Our search for Aglianico, the fabled ‘Nebbiolo of the south’, had become an obsession. This is a vine that can sometimes resemble Barolo, offers hints of a pinot noir nuance and, in the capable hands of Ferrante di Somma (who has lived and studied in France and understands Burgundy), demonstrates a supple elegance for good measure.
Aglianico is so often hard and rustic, many a frog was kissed until we discovered di Marzo’s supple and elegant reds, the white wines were a bonus. Cantine di Marzo turns out to be the birthplace of Greco di Tufo. This famous white was born in 1647 when Ferrante’s ancestor, Scipione di Marzo, moved home from Nola to Tufo to escape a virulent plague. Amongst his belongings was ‘Greco del Vesuvio’ which he planted in vineyards dominated by red vines. We have stumbled across a piece of living history and Greco is the beating heart of this estate.

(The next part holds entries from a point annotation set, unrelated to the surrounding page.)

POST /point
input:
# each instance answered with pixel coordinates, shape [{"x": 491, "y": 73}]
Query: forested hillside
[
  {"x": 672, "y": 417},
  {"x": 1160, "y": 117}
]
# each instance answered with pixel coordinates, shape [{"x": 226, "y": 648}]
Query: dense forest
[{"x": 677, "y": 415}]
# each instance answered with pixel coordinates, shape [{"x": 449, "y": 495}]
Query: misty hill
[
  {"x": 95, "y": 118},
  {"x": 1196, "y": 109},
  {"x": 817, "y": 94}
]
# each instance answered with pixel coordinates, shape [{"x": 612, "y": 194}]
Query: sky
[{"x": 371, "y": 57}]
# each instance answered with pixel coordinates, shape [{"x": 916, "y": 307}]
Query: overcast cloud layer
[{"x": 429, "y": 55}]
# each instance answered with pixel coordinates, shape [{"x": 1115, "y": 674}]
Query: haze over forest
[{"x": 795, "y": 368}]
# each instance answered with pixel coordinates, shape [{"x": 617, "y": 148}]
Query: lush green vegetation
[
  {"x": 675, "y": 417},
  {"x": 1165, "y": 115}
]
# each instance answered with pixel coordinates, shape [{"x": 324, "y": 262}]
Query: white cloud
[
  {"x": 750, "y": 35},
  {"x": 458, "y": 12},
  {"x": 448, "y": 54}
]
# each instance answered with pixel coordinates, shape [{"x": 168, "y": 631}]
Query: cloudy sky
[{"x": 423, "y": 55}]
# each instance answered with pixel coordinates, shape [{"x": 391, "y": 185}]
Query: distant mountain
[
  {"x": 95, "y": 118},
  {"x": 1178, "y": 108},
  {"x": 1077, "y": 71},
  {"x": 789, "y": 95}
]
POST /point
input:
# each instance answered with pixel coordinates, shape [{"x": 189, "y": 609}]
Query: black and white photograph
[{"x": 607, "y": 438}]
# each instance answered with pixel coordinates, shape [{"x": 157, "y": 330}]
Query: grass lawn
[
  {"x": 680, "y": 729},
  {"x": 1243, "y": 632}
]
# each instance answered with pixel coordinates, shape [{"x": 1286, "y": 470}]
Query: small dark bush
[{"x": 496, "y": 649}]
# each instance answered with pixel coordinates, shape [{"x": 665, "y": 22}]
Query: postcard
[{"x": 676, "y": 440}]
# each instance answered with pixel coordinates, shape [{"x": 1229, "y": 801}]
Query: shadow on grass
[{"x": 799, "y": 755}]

The village of Tufo is built on volcanic rock rich in sulphur, it is an unusual terroir and in truth, over the centuries the family has had far more success mining sulphur than making wine.
The golden period from the 20’s ended in the 50’s with the discovery that sulphur was a by-product of the oil industry, mining had been the source of Tufo’s wealth and it was not just the di Marzo family that entered a period of hiatus.
Winemaking continued unbroken though there was little input or interest from the family and the palazzo fell destitute after earthquake damage.
Fortunately, the estate continued to propagate vines in its own nursery and the original genetic stock remains unchanged, the value of this is incalculable.
Much of the 23 hectares of Tufo vineyard is planted with greco then aglianico, grapes are purchased rom the best vineyards of Taurasi.
There are no plantings, experimental or otherwise of the French set; for a cosmopolitan family they have a wonderfully narrow approach to their vines.
The cellar has been carved by hand into the hill, it is a series a caves ensuring a perfect temperature even if it does mean that every piece of equipment has had to be tailor-made to fit.
The modernisation of this cellar has been overseen by Ferrante and also owes much to his father, who started the recovery by acquiring enough shares to wrench control from the various factions of the family.
Throughout all of this, the people working within the estate have remained unchanged, Giuseppe Lennaco looks after the vineyards, as he has for all of his working life. Paolo Caciorgna looks after the still wines and Maurizio Baldi the sparkling wines, it is an excellent team.
Certainly the latest releases make this winery one of the most exciting new finds (if such an old family firm can in any way be described as new) I have made in many years.